Расслабившиеся было оставшиеся несколько сот людей опять приблизилось к
могиле, я среди них. Вытягивая шею, посмотрел, кто поёт. Пели с десяток
уже пожилых людей, окруживших гору венков. Я посмотрел по сторонам и
меня начал разбирать неуместный смех - слева от меня плечом к плечу
стояли секретарь парткома автобусного завода и начальник райотдела КГБ,
справа - замполит Ленинского райотдела внутренних дел, одетый в
штатское, за ним выглядывал зам. секретаря парткома университета и
возвышались три головы инструкторов горкома партии. Толпа состояла из
штатных коммунистов, милиционеров и работников КГБ. Все начали
сжиматься вокруг могилы. Я протиснулся в первый ряд и вклинился между
двух поющих бабушек. Они вместе с другими закончили песню и затянули
следующую. Немощные голоса упрямо пели "...кру-кру-кру, в чужинi
помру...", потом закончили и её. Вперёд выдвинулся Анатолий Шевчук,
инструктор обкома партии, и насмешливо сказал одной из старушек:
- Чого це ви, бабцю,
видрапалися на грiб та спiваєте?
Може би йшли до художньої самодiяльностi, там би собi i спiвали?
Старушка упрямо
мотнула головой, но Шевчук не
успокаивался:
- А може заспiвали
би щось з самого Людкевича - "Вiчний
революцiонер", наприклад - блеснул он эрудицией.
- Ми спiваємо, що
знаємо - ответил за бабку какой-то
пожилой мужчина.
В этот момент чуть
выше толпы заурчал мотор автобуса
телевизионщиков и машина тронула. Люди отхлынули от могилы, пропуская
автобус, а когда он проехал - уже не подошли назад. Классический
искусственный офсайт - Лобановский бы позавидовал. Оказавшиеся вне игры
певцы потоптались и разошлись.
Я пошёл к выходу с
Лычаковки. Уже в воротах обернулся
назад и увидел одного своего старого знакомого - мы с ним выросли в
соседних домах. В описываемое время он служил на Дзержинского и
по-моему, был уже в чинах. Знакомый стоял в окружении нескольких рослых
и подтянутых парней в штатском и что-то говорил им, довольно улыбаясь.
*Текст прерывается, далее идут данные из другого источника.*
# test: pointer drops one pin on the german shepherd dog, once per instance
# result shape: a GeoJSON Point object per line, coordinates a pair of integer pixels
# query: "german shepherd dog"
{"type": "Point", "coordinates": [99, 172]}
Потом они все расхохотались и дружной компанией направились тоже к
выходу.
Поездка
в Польшу
Незаурядное событие
- едем в Польшу! В связи с какой-то
датой, уже не помню какой, в польском Перемышле должен состояться
митинг польско-советской дружбы. От каждого района области и,
естественно, от районов Львова едет по одному автобусу людей. Состав
пассажиров подбирается тщательно: работники райкома и райисполкома плюс
активисты и несколько разнокалиберных директоров. Народ проверенный.
Перед выездом нас несколько раз инструктируют - как себя вести. В
программе мероприятия предусмотрено и застолье, поэтому насчет
спиртного предупреждено строго - не сметь! Разве что символически.
Однако с собой велено припасти - чтобы угостить гостеприимнывх хозяев,
когда будут провожать нас к автобусу. Ладно, мы уж не забудем. Тем
более что Курапов, кажется, не едет.
В назначенный день
усаживаемся в новенький
комфортабельный автобус и двигаем к границе. Без особых приключений
добираемся до Перемышля. У входа в здание, где мы должны сливаться в
социалистическом экстазе с польскими братьями, я получаю втык от
руководства - забыл взять с собой большой портрет Брежнева, который я
же, по замыслу, должен был держать над головой во время мероприятия.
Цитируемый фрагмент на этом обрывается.